4.1 Key neurological safety signals

The most striking finding of our analysis is the predominance of neonatal neurological adverse events among the strongest disproportionality signals. Seven of the top 15 signals involved neonatal adaptation phenomena, with effect sizes exceeding ROR values of 23–52. This pattern aligns with recent comprehensive evidence from multiple large-scale studies. A 2023 Mayo Clinic analysis of 1,014 SSRI-exposed infants found poor neonatal adaptation incidence rates of approximately 30% with third-trimester exposure (Brumbaugh et al., 2023), while a Swedish population study of over 1.2 million children demonstrated elevated risks of neonatal seizures and epilepsy in SSRI/SNRI-exposed offspring (Viktorin et al., 2017). Another survey indicated a correlation between the use of antidepressants by mothers in late pregnancy and poor adaptation in newborns (e.g., feeding difficulties, excessive sleepiness, abnormal muscle tone, etc.) (Källén, 2004).

Compared with other types of antidepressants (such as monoamine oxidase inhibitors, whose mortality rate is only 1.4%), the mortality rate of tricyclic antidepressants is significantly higher (15.9%). This reflects the severe toxicity of tricyclic drugs when used in excessive amounts. The therapeutic index of tricyclic drugs is narrow, and excessive use may lead to life-threatening cardiac toxicity and central nervous system depression, thereby increasing the risk of death (Kerr et al., 2001; Woolf et al., 2007). This safety issue has led to a decrease in the usage of tricyclic drugs, while other types of drugs such as SSRIs and SNRIs have dominated due to their safer excessive usage situations.

Serotonin syndrome emerged as the most frequently reported serious neurological adverse event (8,294 cases) with a robust signal strength (ROR = 35.66), confirming its role as a major safety concern across multiple antidepressant classes (Boyer and Shannon, 2005; Francescangeli et al., 2019). The high absolute burden of serotonin syndrome cases emphasizes the importance of clinical vigilance, particularly when combining serotonergic medications or in patients with predisposing factors (Isbister et al., 2007).

The identification of unexpected neurological signals, including persistent genital arousal disorder (ROR = 37.63) and aphantasia (ROR = 29.57), represents novel pharmacovigilance findings that complement recent regulatory acknowledgments.The European Medicines Agency’s 2019 decision to include warnings about persistent sexual dysfunction following SSRI/SNRI use, recognizing that dysfunction can persist after treatment withdrawal, provides regulatory context for our persistent genital arousal disorder findings. In addition, a study have suggested that antidepressants may indirectly alter brain perception and cognitive function by affecting the serotonin system, which may be related to the occurrence of aphantasia (Dos Santos et al., 2018).

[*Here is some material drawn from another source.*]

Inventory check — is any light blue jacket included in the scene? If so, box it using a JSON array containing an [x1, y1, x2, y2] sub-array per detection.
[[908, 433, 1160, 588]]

4.2 Drug class-specific neurological profiles

The predominance of neonatal adaptation syndromes with SSRIs and SNRIs aligns with recent mechanistic understanding of serotonin’s role in neurodevelopment. Contemporary research suggests that neonatal exposure to elevated serotonin levels during critical developmental periods disrupts normal neurotransmitter homeostasis, leading to the withdrawal-like symptoms observed in poor neonatal adaptation syndrome (Moses-Kolko et al., 2005). Recent dose-response studies have strengthened this mechanistic understanding, showing clear relationships between maternal antidepressant doses and neonatal complication severity (Brumbaugh et al., 2023).

NaSSAs demonstrated the highest signal intensities overall in our analysis, particularly for movement disorders such as hypokinetic dysarthria and ballismus. This pattern may reflect the complex pharmacology of agents like mirtazapine, which blocks multiple receptors including histamine H1, α2-adrenergic, and various serotonin receptor subtypes. The association with hyponatremic coma also aligns with known risks of syndrome of inappropriate antidiuretic hormone secretion with mirtazapine (Nagashima et al., 2022).

MAOIs demonstrated a unique enrichment for severe motor emergencies, most notably dyskinesia-hyperpyrexia syndrome. This finding is consistent with MAOIs’ complex effects on multiple neurotransmitter systems and their potential for serious drug interactions (MAOI, 2023; Asano et al., 2023). The motor complications associated with MAOIs may reflect their effects on dopaminergic pathways and their interaction with tyramine-containing substances.

TCAs exhibited the widest spectrum of neurological preferred terms, consistent with their non-selective mechanism of action affecting multiple neurotransmitter systems and receptors (Khalid and Waseem, 2025). However, contrary to expectations based on clinical literature, we did not observe prominent seizure signals for TCAs in our analysis, which may reflect under-reporting, confounding by indication, or the influence of dosing patterns in real-world practice.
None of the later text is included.